The example topology-aware gate for two-layer tree-like topology, proposed by
the PPoPP'22 paper, FasterMoE.  Limited number of tokens are sent across the
upper-level slow connection, and other ones are re-directed to experts in the
local network.

The number of GPUs to form such a local network is defined by an environment
variable `FMOE_TOPO_GPUS_PER_NODE`, and it is by default `8`.
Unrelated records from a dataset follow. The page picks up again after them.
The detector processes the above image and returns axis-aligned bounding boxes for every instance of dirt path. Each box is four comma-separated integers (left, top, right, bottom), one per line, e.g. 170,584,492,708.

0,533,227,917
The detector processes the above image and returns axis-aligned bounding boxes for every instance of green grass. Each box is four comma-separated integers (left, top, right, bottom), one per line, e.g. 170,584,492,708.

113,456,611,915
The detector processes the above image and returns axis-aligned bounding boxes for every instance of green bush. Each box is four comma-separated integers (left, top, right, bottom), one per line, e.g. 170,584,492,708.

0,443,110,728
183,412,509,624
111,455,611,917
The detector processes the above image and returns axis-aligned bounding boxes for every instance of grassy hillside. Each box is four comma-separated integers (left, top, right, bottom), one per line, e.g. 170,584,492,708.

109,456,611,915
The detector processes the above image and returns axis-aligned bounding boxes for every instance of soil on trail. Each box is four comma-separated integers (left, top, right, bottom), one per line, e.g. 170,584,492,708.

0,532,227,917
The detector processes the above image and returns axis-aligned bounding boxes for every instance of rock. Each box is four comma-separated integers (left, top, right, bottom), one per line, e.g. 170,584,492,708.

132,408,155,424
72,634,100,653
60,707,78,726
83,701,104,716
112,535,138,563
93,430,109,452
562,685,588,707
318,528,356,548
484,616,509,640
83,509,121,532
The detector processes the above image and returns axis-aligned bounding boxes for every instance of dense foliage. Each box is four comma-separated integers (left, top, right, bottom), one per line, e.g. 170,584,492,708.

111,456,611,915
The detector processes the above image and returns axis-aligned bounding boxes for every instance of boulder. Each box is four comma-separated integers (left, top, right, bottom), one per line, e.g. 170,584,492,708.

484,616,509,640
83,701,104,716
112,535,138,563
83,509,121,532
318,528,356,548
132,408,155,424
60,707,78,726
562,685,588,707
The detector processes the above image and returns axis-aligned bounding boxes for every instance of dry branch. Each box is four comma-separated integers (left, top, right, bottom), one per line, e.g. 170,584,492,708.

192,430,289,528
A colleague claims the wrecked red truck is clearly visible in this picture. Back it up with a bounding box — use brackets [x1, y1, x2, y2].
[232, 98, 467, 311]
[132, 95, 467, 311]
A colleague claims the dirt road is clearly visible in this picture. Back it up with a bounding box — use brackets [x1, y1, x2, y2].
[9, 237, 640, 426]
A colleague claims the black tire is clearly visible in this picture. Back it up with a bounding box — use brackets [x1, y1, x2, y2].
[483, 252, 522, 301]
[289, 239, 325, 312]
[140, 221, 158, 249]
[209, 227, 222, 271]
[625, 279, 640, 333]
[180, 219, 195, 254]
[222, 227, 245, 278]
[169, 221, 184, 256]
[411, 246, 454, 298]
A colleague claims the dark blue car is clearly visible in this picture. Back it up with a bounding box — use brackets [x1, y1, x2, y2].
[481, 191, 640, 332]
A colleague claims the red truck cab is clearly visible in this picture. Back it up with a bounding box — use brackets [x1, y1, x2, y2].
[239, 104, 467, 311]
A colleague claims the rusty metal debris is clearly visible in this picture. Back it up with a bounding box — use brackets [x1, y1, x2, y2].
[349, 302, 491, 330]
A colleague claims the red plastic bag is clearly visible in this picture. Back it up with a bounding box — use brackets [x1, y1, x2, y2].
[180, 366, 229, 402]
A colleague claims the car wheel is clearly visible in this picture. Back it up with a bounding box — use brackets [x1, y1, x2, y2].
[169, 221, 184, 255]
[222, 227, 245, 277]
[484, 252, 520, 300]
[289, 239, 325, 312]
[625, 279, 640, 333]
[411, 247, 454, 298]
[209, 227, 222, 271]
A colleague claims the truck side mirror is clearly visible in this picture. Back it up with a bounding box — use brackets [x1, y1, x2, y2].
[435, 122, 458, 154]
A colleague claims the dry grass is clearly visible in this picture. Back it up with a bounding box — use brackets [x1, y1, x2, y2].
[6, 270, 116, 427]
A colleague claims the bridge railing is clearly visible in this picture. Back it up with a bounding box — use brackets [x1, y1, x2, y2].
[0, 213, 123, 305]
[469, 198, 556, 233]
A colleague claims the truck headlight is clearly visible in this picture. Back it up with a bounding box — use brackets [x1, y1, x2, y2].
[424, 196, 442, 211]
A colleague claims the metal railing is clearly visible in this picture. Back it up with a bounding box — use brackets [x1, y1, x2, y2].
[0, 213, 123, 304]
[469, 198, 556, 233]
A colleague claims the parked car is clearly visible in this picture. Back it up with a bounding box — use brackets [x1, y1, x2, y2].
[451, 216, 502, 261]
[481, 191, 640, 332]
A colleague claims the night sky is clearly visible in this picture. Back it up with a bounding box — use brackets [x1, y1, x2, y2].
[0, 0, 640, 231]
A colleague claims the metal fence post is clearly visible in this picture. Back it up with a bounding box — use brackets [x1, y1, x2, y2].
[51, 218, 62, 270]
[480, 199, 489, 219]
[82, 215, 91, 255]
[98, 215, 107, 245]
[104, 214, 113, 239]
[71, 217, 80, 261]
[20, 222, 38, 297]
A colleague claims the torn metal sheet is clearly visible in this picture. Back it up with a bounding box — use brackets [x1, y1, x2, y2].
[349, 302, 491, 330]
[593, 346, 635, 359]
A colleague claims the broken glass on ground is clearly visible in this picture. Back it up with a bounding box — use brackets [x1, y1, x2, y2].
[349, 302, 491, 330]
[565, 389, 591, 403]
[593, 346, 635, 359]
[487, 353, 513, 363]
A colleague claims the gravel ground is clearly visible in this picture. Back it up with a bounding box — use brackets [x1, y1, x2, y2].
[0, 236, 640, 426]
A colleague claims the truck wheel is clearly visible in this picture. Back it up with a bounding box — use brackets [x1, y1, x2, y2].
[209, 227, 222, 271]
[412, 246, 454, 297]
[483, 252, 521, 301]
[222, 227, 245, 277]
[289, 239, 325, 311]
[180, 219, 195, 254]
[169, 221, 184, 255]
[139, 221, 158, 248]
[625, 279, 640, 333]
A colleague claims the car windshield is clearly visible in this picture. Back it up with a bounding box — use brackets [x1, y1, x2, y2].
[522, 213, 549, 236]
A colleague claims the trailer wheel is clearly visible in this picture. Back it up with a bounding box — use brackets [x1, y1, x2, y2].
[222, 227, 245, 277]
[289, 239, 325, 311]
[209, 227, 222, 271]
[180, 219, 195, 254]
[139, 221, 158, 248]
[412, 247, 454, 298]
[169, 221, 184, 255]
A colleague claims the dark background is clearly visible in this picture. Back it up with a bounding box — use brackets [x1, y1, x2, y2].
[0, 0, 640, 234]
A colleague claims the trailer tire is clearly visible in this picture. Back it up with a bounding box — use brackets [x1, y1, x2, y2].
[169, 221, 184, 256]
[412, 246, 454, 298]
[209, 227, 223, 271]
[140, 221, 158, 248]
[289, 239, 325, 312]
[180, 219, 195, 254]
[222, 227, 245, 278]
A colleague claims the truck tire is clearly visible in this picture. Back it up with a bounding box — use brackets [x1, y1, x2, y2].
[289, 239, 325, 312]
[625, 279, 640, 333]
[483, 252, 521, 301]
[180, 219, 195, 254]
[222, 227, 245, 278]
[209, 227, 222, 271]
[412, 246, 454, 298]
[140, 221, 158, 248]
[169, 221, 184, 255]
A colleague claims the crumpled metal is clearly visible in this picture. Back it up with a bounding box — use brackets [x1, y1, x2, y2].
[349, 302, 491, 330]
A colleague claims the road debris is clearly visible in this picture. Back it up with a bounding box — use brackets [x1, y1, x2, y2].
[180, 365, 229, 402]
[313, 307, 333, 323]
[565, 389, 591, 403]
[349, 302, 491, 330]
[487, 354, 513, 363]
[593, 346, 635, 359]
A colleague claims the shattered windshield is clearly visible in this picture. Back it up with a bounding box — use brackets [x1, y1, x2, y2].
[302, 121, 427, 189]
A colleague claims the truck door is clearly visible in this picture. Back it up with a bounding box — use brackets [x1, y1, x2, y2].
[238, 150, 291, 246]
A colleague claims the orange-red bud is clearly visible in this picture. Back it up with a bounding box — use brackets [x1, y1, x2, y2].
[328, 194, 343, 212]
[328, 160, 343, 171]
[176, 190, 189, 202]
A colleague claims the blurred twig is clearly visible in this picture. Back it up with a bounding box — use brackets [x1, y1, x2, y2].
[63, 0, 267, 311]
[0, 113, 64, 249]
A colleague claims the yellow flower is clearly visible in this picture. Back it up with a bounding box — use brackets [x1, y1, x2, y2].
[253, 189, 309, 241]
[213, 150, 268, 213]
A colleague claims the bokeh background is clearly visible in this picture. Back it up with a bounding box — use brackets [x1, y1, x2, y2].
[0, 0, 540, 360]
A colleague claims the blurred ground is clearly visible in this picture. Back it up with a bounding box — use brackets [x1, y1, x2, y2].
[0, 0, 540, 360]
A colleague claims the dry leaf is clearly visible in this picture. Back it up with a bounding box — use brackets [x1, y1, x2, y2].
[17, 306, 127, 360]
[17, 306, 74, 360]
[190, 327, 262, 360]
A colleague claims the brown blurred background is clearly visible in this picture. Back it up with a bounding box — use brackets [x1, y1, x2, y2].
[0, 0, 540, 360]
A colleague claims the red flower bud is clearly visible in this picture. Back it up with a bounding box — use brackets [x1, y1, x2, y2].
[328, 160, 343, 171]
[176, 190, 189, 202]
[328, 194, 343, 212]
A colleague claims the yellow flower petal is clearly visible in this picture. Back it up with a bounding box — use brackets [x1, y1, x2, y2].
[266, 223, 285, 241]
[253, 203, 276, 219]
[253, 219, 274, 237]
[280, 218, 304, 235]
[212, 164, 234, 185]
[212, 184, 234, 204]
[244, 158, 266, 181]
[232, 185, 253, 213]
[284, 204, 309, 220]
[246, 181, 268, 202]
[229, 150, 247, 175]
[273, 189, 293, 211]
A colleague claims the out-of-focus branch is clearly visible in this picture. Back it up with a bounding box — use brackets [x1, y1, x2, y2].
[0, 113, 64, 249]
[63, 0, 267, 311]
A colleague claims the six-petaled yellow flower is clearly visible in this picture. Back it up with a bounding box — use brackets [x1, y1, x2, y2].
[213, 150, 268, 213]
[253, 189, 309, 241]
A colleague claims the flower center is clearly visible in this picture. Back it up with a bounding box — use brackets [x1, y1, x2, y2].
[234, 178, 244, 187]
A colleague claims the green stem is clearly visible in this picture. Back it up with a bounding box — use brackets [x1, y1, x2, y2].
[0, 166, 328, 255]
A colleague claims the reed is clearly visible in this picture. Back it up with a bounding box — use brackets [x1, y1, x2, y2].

The fraction of tokens that are allowed to be sent across nodes is defined by
an environement variable `FMOE_TOPO_OUTGOING_FRACTION`, and it is by default
`0.14`. Users are supposed to set the proper value in their own environemnt,
guided by some performance model, to achieve maximum throughput.
"""
from .naive_gate import NaiveGate

import os
import sys
import torch
import torch.nn.functional as F
from .utils import limit_by_capacity
import fmoe_cuda
from fmoe.functions import count_by_gate


nw_per_node = 8
try:
    nw_per_node = int(os.environ['FMOE_TOPO_GPUS_PER_NODE'])
except Exception:
    pass


class FasterGate(NaiveGate):
    def __init__(self, d_model, n_expert, world_size, node_rank):
        super().__init__(d_model, n_expert, world_size, top_k=2)
        self.ne_per_node = nw_per_node * n_expert
        self.ogn_ratio = .14
        try:
            self.ogn_ratio = float(os.environ['FMOE_TOPO_OUTGOING_FRACTION'])
        except Exception:
            pass
        self.node_rank = node_rank

        mask = [1] * world_size * n_expert
        for i in range(n_expert * world_size):
            if i // self.ne_per_node == self.node_rank:
                mask[i] = 0
        self.mask = torch.Tensor(mask).bool()
        self.policy_fn = None
        print('node rank {} mask {}'.format(node_rank, mask))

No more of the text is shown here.